One of the major advantages of cloned stem cells is that they would enable scientists to create accurate models of a disease without first determining the underlying genetics. “With a lot of sporadic diseases, we know there is a genetic component, but it’s not clear what it is or how it contributes to the development of the disease,” says Larry Goldstein, a neuroscientist at UCSD who studies Alzheimer’s disease. “We have a lot of hypotheses, and I think this methodology will put us in a position to test those hypotheses. And if one is correct, we’ll have a direction to go for therapy.”

A stem cell model of Alzheimer’s would also allow scientists to study what the disease does before symptoms appear and perhaps create early-diagnostic tests. By the time an Alzheimer’s patient goes to the doctor with cognitive problems, the brain is significantly – and possibly irreversibly – damaged. “Studying the brains of people who have already died is like studying a plane crash after the plane hit the ground – you’re looking at the wreckage,” says Goldstein. “We want to look at the black box of Alzheimer’s disease. What happens in those cells before the crash?”

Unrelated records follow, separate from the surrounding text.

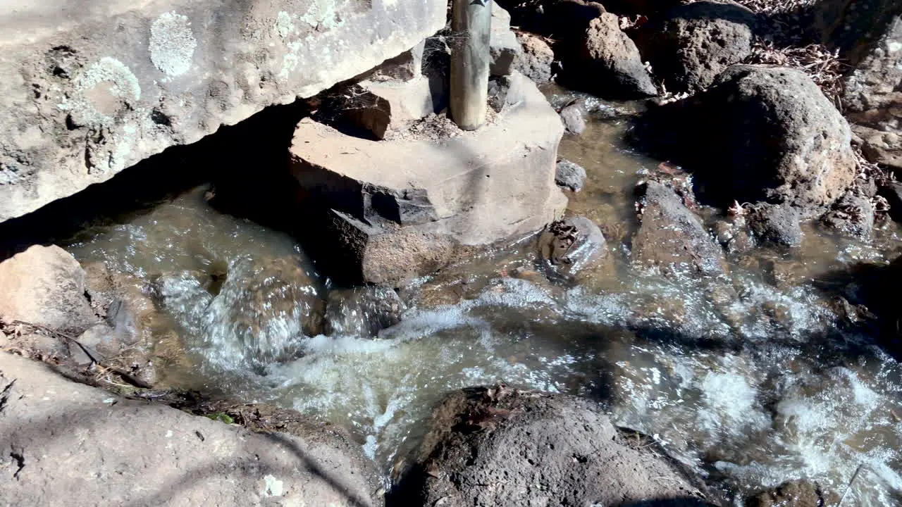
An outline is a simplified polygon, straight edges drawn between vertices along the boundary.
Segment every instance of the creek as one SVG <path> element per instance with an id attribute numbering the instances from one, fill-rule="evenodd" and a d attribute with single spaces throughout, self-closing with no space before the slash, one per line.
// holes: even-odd
<path id="1" fill-rule="evenodd" d="M 597 400 L 734 505 L 798 478 L 844 493 L 843 507 L 897 504 L 902 368 L 843 325 L 836 294 L 819 283 L 858 263 L 887 263 L 902 246 L 897 226 L 870 243 L 809 226 L 791 253 L 729 255 L 723 280 L 634 269 L 633 189 L 663 161 L 624 143 L 621 114 L 634 105 L 590 104 L 586 132 L 566 136 L 559 155 L 587 171 L 568 214 L 602 227 L 602 260 L 576 283 L 553 284 L 535 271 L 532 238 L 497 245 L 400 290 L 403 318 L 377 339 L 341 332 L 360 327 L 352 312 L 332 336 L 305 336 L 304 301 L 325 298 L 331 281 L 292 236 L 216 211 L 205 188 L 85 229 L 67 248 L 83 263 L 162 283 L 154 333 L 176 333 L 189 359 L 158 364 L 164 383 L 344 426 L 386 478 L 445 393 L 504 382 Z M 272 285 L 273 259 L 301 272 Z"/>

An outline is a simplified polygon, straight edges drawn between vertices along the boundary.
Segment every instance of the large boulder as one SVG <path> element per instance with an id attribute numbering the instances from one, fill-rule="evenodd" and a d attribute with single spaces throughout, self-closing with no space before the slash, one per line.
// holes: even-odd
<path id="1" fill-rule="evenodd" d="M 597 403 L 504 386 L 451 393 L 414 462 L 400 505 L 710 505 L 672 463 L 630 445 Z"/>
<path id="2" fill-rule="evenodd" d="M 328 427 L 254 433 L 5 353 L 0 401 L 5 504 L 383 504 L 372 462 Z"/>
<path id="3" fill-rule="evenodd" d="M 632 238 L 634 265 L 668 276 L 726 272 L 723 251 L 676 191 L 648 181 L 639 193 L 641 225 Z"/>
<path id="4" fill-rule="evenodd" d="M 0 7 L 0 222 L 354 78 L 446 14 L 444 0 L 65 7 Z"/>
<path id="5" fill-rule="evenodd" d="M 567 84 L 603 97 L 658 95 L 636 44 L 621 30 L 620 18 L 611 13 L 589 23 L 578 58 L 565 64 L 564 70 Z"/>
<path id="6" fill-rule="evenodd" d="M 734 65 L 691 97 L 654 107 L 637 125 L 649 149 L 692 171 L 698 197 L 823 212 L 855 178 L 849 124 L 804 72 Z"/>
<path id="7" fill-rule="evenodd" d="M 751 53 L 756 21 L 735 2 L 702 0 L 644 24 L 636 42 L 667 91 L 696 92 Z"/>
<path id="8" fill-rule="evenodd" d="M 74 336 L 100 322 L 85 297 L 85 272 L 57 245 L 34 245 L 0 263 L 0 318 Z"/>
<path id="9" fill-rule="evenodd" d="M 448 135 L 411 130 L 376 142 L 300 122 L 292 172 L 330 210 L 318 219 L 326 237 L 311 252 L 331 264 L 328 274 L 397 286 L 441 268 L 456 244 L 533 232 L 559 216 L 564 127 L 535 84 L 518 72 L 508 84 L 501 112 L 473 133 L 441 117 L 433 120 L 446 120 L 436 126 Z"/>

To search for early signs of the disorder, scientists could generate stem cells using DNA from an Alzheimer’s patient, then prod the cells to differentiate into neurons, monitoring them for the production of specific proteins or other molecular changes not seen in neurons derived from healthy embryonic stem cells. The same approach might work with cancer, which is characterized by a series of harmful genetic changes. “We want to know what’s the earliest you can detect differences in disease cells,” says Renee A. Reijo Pera, codirector of UCSF’s human-embryonic-stem-cell biology program.

Cloned stem cells may also provide a much more effective way to test drugs. “Very often the animal models that exist for a particular disease really don’t authentically replicate what’s going on in a human,” says Snyder. Using models based on stem cells, scientists could test drugs at different stages of disease, searching for compounds that could prevent a person at risk for, say, Alzheimer’s, from ever developing the disease in the first place, or for compounds that stop or reverse the progression of damage in people who already have the disease.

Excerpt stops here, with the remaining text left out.